Insect bites on fossilized leaves have finally helped us solve a long-standing mystery around the meteor that wiped out the dinosaurs about 66 million years ago. For years, scientists thought that the meteor hurt North America more, making South America a refuge for the species that survived. But by analyzing insect damage, we now know that the meteor hurt both hemispheres badly — it’s just that the Southern Hemisphere recovered much more quickly.

Insect damage on leaves is one common way to learn more about the food web and the general ecosystem of an area. Generally, more diverse insect bites suggest a richer ecosystem. A team of scientists led by Michael Donovan at Pennsylvania State University decided to compare the insect damage both before and after the dinosaur-killing meteor. That meteor hit our planet in today’s Yucatan peninsula in Mexico, unleashing a global mass extinction.

To learn more about the claim that South America wasn’t affected as badly, the team focused on nearly 4,000 fossilized leaves from a region of Argentina called Patagonia. Their paper was published today in Nature Ecology & Evolution.

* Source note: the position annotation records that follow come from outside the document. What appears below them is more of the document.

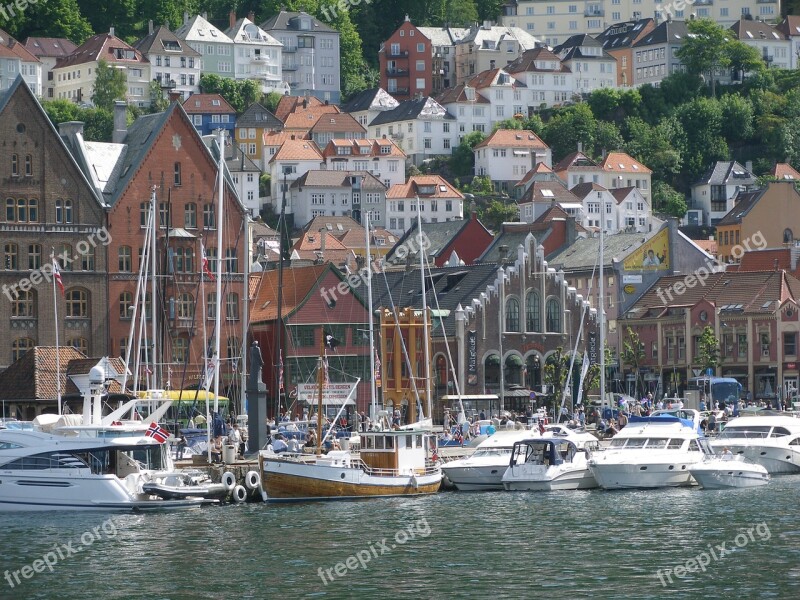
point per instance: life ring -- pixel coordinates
(228, 480)
(252, 480)
(239, 494)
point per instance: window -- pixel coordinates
(20, 347)
(532, 312)
(77, 304)
(512, 314)
(190, 216)
(125, 305)
(10, 255)
(24, 304)
(553, 315)
(34, 256)
(232, 307)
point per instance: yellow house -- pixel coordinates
(250, 129)
(764, 218)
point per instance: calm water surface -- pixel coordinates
(482, 545)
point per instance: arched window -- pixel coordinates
(77, 304)
(553, 316)
(533, 313)
(20, 347)
(24, 304)
(512, 314)
(125, 304)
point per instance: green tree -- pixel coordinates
(110, 84)
(708, 349)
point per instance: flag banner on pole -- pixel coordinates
(159, 434)
(57, 276)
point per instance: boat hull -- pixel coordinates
(294, 481)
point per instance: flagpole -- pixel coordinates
(58, 352)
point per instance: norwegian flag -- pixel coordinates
(159, 434)
(206, 268)
(57, 276)
(377, 369)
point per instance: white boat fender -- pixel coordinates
(252, 480)
(228, 480)
(239, 494)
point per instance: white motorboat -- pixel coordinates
(721, 471)
(484, 469)
(542, 464)
(651, 452)
(771, 439)
(41, 471)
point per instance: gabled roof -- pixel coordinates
(411, 188)
(259, 117)
(424, 108)
(333, 179)
(744, 203)
(264, 306)
(33, 376)
(785, 170)
(290, 21)
(103, 46)
(673, 32)
(372, 99)
(207, 104)
(297, 150)
(50, 47)
(620, 162)
(726, 171)
(163, 40)
(513, 138)
(747, 31)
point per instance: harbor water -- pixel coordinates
(681, 543)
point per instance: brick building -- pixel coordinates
(49, 207)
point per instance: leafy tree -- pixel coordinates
(110, 84)
(668, 201)
(497, 213)
(708, 349)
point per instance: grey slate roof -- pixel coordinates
(257, 116)
(582, 255)
(411, 109)
(725, 171)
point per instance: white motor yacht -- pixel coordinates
(41, 471)
(771, 439)
(484, 469)
(722, 471)
(651, 452)
(542, 464)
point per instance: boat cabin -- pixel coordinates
(399, 451)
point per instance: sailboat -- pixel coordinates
(392, 462)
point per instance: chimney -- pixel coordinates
(70, 128)
(120, 122)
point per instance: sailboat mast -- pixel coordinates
(153, 292)
(425, 332)
(372, 386)
(218, 316)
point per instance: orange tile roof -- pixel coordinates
(410, 188)
(620, 162)
(298, 282)
(512, 138)
(297, 150)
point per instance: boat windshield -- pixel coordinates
(745, 431)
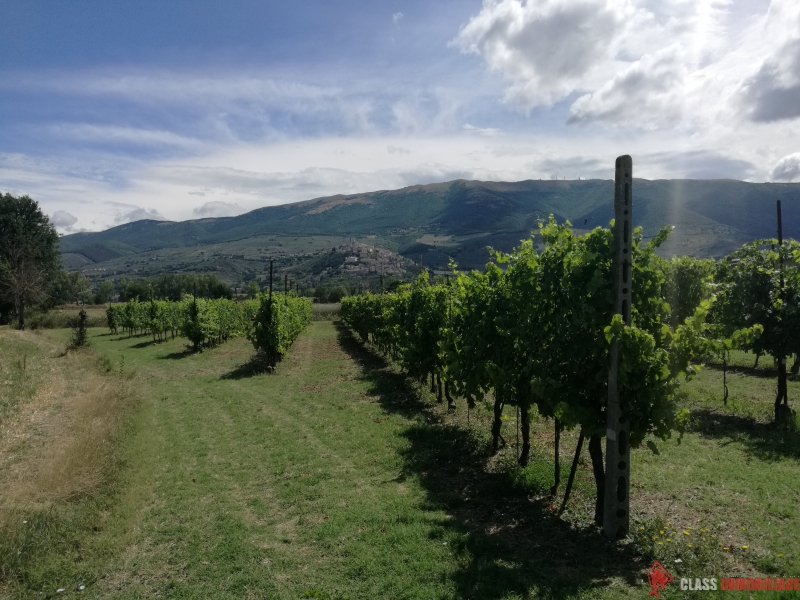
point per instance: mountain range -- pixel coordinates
(437, 222)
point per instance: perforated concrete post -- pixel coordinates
(616, 515)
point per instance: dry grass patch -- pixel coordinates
(57, 446)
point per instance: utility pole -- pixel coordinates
(782, 399)
(616, 501)
(270, 281)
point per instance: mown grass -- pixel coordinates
(338, 477)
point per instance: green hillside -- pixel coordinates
(456, 220)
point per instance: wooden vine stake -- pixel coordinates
(616, 505)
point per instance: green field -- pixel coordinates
(338, 477)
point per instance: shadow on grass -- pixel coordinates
(761, 372)
(513, 543)
(189, 351)
(765, 440)
(257, 365)
(145, 344)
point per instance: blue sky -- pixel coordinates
(116, 111)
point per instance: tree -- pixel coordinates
(759, 284)
(29, 253)
(104, 293)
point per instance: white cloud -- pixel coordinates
(545, 49)
(699, 65)
(110, 134)
(485, 131)
(61, 219)
(787, 168)
(217, 209)
(647, 94)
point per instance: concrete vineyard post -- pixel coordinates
(616, 506)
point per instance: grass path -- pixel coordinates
(335, 478)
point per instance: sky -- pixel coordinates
(111, 112)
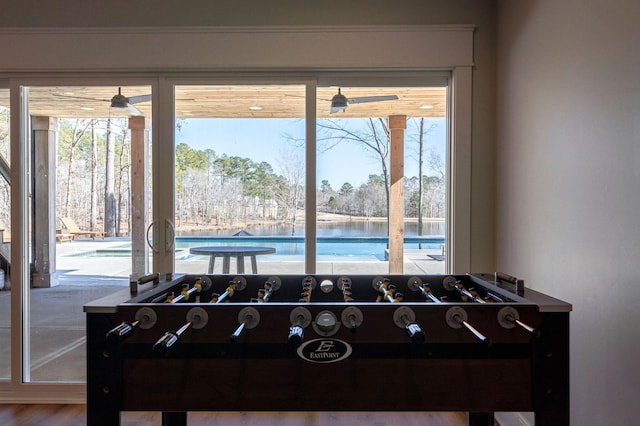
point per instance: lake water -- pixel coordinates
(342, 240)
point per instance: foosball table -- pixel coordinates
(479, 343)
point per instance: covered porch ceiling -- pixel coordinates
(235, 101)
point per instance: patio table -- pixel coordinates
(226, 252)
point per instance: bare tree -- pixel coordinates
(375, 138)
(109, 184)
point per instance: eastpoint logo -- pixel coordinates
(324, 351)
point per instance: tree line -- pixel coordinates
(217, 190)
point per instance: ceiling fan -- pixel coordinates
(339, 102)
(118, 101)
(121, 102)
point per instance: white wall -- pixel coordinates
(568, 193)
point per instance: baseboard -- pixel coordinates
(515, 419)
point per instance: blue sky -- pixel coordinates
(271, 140)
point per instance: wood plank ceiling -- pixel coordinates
(235, 101)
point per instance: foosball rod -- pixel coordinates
(196, 318)
(415, 284)
(387, 290)
(456, 317)
(236, 284)
(248, 318)
(508, 317)
(271, 285)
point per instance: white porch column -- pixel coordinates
(139, 196)
(44, 201)
(397, 125)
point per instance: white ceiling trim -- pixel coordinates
(220, 48)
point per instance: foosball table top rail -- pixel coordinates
(328, 288)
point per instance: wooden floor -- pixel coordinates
(72, 415)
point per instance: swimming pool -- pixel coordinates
(290, 247)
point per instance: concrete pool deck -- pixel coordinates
(57, 321)
(74, 258)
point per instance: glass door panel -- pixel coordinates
(357, 184)
(84, 144)
(5, 238)
(240, 164)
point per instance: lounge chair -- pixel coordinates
(73, 229)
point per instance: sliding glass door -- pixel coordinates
(86, 169)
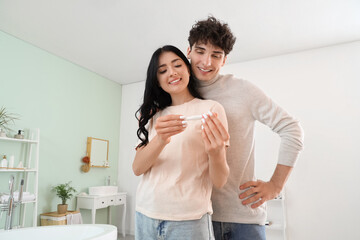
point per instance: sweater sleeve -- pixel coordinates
(219, 109)
(266, 111)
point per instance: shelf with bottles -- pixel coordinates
(7, 169)
(22, 162)
(18, 140)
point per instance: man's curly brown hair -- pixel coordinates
(213, 31)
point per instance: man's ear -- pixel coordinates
(188, 52)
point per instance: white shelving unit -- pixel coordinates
(276, 218)
(30, 169)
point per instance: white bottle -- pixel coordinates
(11, 161)
(4, 161)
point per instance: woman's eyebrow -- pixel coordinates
(163, 65)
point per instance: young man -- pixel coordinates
(239, 209)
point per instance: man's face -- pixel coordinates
(206, 60)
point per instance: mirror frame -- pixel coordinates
(90, 147)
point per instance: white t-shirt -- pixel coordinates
(178, 186)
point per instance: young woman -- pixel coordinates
(179, 158)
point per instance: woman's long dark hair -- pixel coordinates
(155, 98)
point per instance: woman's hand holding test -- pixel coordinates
(214, 136)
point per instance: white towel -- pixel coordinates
(74, 219)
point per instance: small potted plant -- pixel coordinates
(64, 192)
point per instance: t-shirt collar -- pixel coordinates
(207, 83)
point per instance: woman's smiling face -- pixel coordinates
(173, 74)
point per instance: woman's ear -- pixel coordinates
(188, 52)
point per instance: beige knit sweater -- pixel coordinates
(244, 103)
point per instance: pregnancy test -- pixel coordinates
(194, 117)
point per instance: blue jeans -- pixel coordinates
(153, 229)
(238, 231)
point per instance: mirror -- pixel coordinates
(98, 151)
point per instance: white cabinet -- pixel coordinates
(93, 202)
(27, 151)
(276, 219)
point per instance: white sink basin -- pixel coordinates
(103, 190)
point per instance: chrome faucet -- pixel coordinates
(11, 203)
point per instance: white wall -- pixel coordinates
(321, 88)
(127, 181)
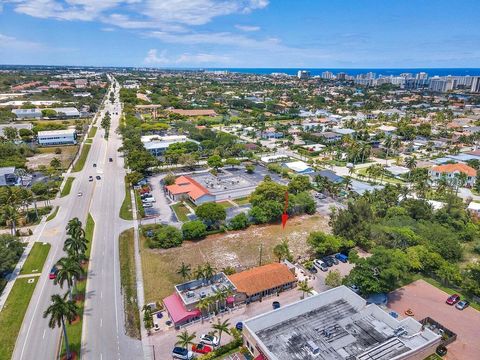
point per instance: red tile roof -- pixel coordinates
(451, 168)
(187, 185)
(262, 278)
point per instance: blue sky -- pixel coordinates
(241, 33)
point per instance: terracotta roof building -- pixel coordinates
(262, 281)
(186, 187)
(451, 171)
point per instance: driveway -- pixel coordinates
(428, 301)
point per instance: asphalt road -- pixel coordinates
(103, 334)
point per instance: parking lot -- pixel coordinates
(426, 300)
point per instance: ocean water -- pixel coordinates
(353, 72)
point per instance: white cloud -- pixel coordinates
(185, 59)
(247, 28)
(12, 43)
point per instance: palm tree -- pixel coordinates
(184, 271)
(208, 271)
(69, 270)
(304, 288)
(60, 310)
(185, 339)
(222, 327)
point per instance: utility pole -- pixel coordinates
(261, 250)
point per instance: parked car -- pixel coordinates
(209, 339)
(453, 299)
(320, 264)
(201, 348)
(341, 257)
(328, 261)
(462, 305)
(182, 353)
(53, 273)
(354, 288)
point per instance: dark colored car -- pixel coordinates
(462, 305)
(453, 299)
(328, 261)
(53, 273)
(342, 257)
(201, 348)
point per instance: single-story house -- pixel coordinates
(187, 188)
(8, 176)
(258, 282)
(450, 171)
(299, 167)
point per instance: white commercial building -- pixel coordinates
(336, 325)
(157, 145)
(57, 137)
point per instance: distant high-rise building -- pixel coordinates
(475, 84)
(421, 75)
(303, 74)
(328, 75)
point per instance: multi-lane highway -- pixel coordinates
(103, 329)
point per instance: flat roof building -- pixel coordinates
(57, 137)
(336, 325)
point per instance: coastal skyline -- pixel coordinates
(239, 34)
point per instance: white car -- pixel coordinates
(209, 339)
(320, 264)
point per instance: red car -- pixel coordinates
(201, 348)
(453, 299)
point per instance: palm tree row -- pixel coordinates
(69, 271)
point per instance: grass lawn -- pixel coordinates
(53, 214)
(36, 259)
(126, 209)
(242, 201)
(82, 158)
(92, 132)
(181, 211)
(11, 316)
(225, 204)
(138, 202)
(234, 248)
(448, 290)
(128, 281)
(67, 187)
(74, 331)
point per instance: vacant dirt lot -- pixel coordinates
(426, 300)
(239, 249)
(46, 155)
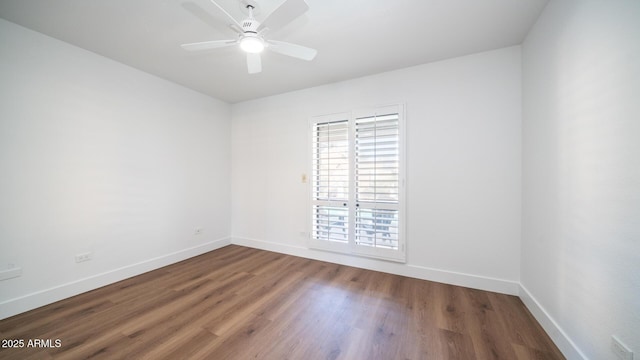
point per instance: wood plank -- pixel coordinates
(240, 303)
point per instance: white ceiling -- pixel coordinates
(354, 38)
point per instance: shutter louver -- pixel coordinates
(330, 181)
(377, 166)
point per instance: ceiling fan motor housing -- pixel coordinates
(250, 25)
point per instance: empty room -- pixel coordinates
(309, 179)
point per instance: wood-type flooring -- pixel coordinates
(243, 303)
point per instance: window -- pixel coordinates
(357, 183)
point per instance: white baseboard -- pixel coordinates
(559, 337)
(40, 298)
(420, 272)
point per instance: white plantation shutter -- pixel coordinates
(356, 184)
(330, 179)
(377, 180)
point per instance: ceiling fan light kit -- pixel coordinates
(250, 34)
(252, 44)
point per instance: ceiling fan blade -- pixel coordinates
(284, 14)
(254, 64)
(207, 45)
(233, 21)
(293, 50)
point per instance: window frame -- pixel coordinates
(351, 247)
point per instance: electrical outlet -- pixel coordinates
(11, 272)
(620, 349)
(83, 257)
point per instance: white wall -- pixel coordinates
(581, 172)
(463, 167)
(97, 156)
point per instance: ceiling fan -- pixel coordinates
(251, 34)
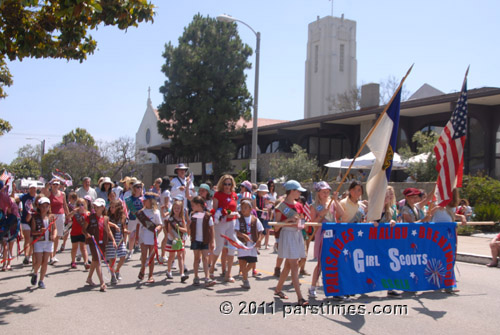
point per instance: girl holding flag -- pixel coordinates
(44, 232)
(118, 226)
(291, 245)
(322, 211)
(97, 233)
(150, 219)
(80, 216)
(175, 228)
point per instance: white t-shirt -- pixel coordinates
(163, 197)
(82, 193)
(252, 252)
(175, 191)
(199, 225)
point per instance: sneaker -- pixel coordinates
(246, 284)
(34, 277)
(393, 293)
(209, 282)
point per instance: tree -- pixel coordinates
(27, 162)
(425, 142)
(205, 92)
(119, 158)
(299, 167)
(59, 29)
(79, 136)
(345, 102)
(388, 87)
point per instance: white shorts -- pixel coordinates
(44, 246)
(132, 225)
(60, 219)
(146, 237)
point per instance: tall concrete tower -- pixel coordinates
(331, 66)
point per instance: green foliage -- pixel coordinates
(487, 212)
(299, 167)
(59, 28)
(243, 175)
(5, 127)
(481, 190)
(425, 142)
(205, 92)
(81, 157)
(79, 136)
(25, 167)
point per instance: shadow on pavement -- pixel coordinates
(8, 306)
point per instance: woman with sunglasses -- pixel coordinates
(80, 216)
(225, 203)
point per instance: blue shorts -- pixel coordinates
(195, 245)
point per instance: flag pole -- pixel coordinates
(463, 86)
(371, 131)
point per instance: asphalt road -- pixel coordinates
(130, 307)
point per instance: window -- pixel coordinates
(278, 146)
(475, 146)
(497, 155)
(328, 148)
(316, 51)
(341, 58)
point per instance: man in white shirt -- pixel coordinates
(179, 183)
(86, 189)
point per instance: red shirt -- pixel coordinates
(76, 229)
(227, 201)
(297, 207)
(56, 203)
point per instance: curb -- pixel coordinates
(473, 258)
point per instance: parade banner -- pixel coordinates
(359, 257)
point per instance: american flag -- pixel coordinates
(4, 176)
(307, 208)
(449, 150)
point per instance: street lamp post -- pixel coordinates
(253, 160)
(42, 150)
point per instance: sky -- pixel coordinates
(107, 93)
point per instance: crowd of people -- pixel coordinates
(110, 223)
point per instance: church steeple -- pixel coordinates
(149, 103)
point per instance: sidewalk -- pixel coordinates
(475, 248)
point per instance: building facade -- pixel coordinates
(331, 66)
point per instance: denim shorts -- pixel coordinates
(196, 245)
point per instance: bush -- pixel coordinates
(480, 190)
(487, 212)
(299, 167)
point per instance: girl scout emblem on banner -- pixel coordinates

It turns out that the meteor likely hurt South America just as badly as North America, because no insect species from before the event survived. This suggests that it’s unlikely that the continent actually served as a refuge for any species fleeing the North.

By looking at the various insect damage on leaves after the meteor, the team also found that the full diversity of insects — and by extension, the ecosystem — was restored about 4 million years after impact. That sounds like a long time, until you realize that it took 9 million years for North America to recover. (It’s probably because South America recovered so quickly that we thought that it originally wasn’t affected so badly.)

We still don’t know exactly why South America recovered so quickly; the authors say it’s probably a combination of distance from the crater and “other, poorly understood factors.” Still, just knowing about South America’s impressive recovery is the first step to finding out why, and then further unraveling all the effects of this long-ago meteor.